If you would like to undertake PhD study in the Games, it may be possible to apply for funding through the AHRC consortium for the North West. Details can be found on the North West Consortium Doctoral Training Partnership website.
Our current students and their projects
Ursula Curwen, ‘Queering the ARG Landscape’ (2017-)
Ursula’s research looks at the way our city spaces are ‘queered’ by their unintended use as game spaces. She will roam the city interviewing players of the game Ingress through the use of walking ethnography techniques in order to examine and reveal the ways in which familiar places are subverted through play adding layers of meaning to already complex spaces.
Charlotte Gislam, ‘Artificial Intelligence and Dynamic Spatial Storytelling in Digital Games’ (2018-)
Charlotte’s research uses spatial theory to examine the ways in which Artificial Intelligence (AI) can be used as a storytelling tool in digital games.

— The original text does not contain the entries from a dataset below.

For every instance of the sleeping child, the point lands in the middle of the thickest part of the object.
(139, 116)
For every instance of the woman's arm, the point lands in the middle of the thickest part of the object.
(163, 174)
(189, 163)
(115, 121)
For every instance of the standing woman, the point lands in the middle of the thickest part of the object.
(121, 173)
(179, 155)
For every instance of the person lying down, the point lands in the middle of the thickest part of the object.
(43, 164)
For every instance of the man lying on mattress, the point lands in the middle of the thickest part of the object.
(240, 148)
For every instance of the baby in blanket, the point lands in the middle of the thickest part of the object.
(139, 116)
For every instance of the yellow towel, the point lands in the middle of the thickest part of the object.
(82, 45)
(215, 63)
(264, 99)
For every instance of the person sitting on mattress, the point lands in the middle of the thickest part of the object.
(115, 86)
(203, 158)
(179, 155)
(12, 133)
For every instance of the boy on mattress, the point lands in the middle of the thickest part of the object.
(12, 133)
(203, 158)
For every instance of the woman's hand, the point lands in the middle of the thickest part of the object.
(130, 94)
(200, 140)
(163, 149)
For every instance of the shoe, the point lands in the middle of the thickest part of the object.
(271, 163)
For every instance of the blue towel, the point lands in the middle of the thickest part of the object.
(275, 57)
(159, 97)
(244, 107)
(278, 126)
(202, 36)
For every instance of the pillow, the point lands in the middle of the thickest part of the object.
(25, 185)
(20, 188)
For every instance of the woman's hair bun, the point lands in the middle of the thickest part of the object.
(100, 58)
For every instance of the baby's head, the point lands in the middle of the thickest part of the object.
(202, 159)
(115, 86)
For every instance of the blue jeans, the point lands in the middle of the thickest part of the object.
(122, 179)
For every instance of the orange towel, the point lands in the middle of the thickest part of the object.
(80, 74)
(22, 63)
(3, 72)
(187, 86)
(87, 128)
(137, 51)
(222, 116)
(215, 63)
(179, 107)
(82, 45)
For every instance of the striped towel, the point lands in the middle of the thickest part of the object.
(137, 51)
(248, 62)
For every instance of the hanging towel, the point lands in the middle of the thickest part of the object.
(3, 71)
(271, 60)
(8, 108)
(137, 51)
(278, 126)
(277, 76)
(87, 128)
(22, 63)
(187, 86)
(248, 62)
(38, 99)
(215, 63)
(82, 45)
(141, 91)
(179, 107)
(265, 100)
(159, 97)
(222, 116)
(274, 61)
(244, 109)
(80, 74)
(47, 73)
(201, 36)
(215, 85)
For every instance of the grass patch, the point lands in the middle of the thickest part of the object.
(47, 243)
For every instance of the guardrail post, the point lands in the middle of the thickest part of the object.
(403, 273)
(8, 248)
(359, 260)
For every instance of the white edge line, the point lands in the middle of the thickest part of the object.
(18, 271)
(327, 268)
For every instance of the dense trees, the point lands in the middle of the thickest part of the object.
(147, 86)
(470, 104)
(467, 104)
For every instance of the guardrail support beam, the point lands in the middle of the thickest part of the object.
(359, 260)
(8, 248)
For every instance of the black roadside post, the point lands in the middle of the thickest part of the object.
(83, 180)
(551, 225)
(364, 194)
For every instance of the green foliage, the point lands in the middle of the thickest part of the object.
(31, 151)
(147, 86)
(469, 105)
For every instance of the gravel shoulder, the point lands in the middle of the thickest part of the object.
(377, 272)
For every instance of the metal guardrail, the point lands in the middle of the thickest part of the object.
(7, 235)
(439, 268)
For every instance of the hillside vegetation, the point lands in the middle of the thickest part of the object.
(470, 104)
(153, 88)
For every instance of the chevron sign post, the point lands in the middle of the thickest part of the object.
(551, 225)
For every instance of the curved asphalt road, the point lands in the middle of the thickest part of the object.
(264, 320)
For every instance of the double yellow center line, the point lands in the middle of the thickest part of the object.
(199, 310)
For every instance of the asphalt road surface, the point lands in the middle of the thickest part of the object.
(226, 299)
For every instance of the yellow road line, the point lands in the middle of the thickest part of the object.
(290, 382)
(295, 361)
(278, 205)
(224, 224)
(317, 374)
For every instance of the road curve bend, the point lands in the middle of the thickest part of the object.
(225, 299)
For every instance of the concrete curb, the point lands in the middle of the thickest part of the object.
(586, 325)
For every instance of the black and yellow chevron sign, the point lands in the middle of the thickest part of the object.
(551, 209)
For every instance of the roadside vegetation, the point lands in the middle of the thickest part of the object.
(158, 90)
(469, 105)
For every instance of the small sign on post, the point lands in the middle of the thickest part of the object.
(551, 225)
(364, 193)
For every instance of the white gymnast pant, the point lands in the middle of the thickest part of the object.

They study the use of procedural generation, path finding, neural networks, and other applications of AI, as a way of relaying a game’s narrative to a player. To achieve this, they are using a spatial theory framework which focuses on how players interact with the game’s virtual spaces to generate meaning.
Jon Garrad, '“I live, I die, I live again!”: Interrogating Death in Role-playing Games' (2018-)
Jon’s research responds to the emerging discourse of deathsetics, applying a media-archaeological lens to the deaths encoded within and generated by role-playing games. Jon reads tabletop and computer RPGs as both text and experience, authored by their developers and co-created by their players. Through this framework he seeks to demonstrate how games and gamer culture have developed their understanding of death, and where that understanding might lead in the future.
Jack Warren, 'Performing Reality: Role-playing and Identity in Virtual Spaces' (2018-)
Jack’s research sets out to account for the experience and construction of virtual and actual realities within the digital gameworlds of Massively Multiplayer Online Role-playing Games. Taking World of Warcraft as his primary example, Jack uses queer theory to investigate the affective elements of cross-reality slippage that role-players embody and project when engaged in play, and establish the implications these playful slippages hold for queer conceptions of subjectivity.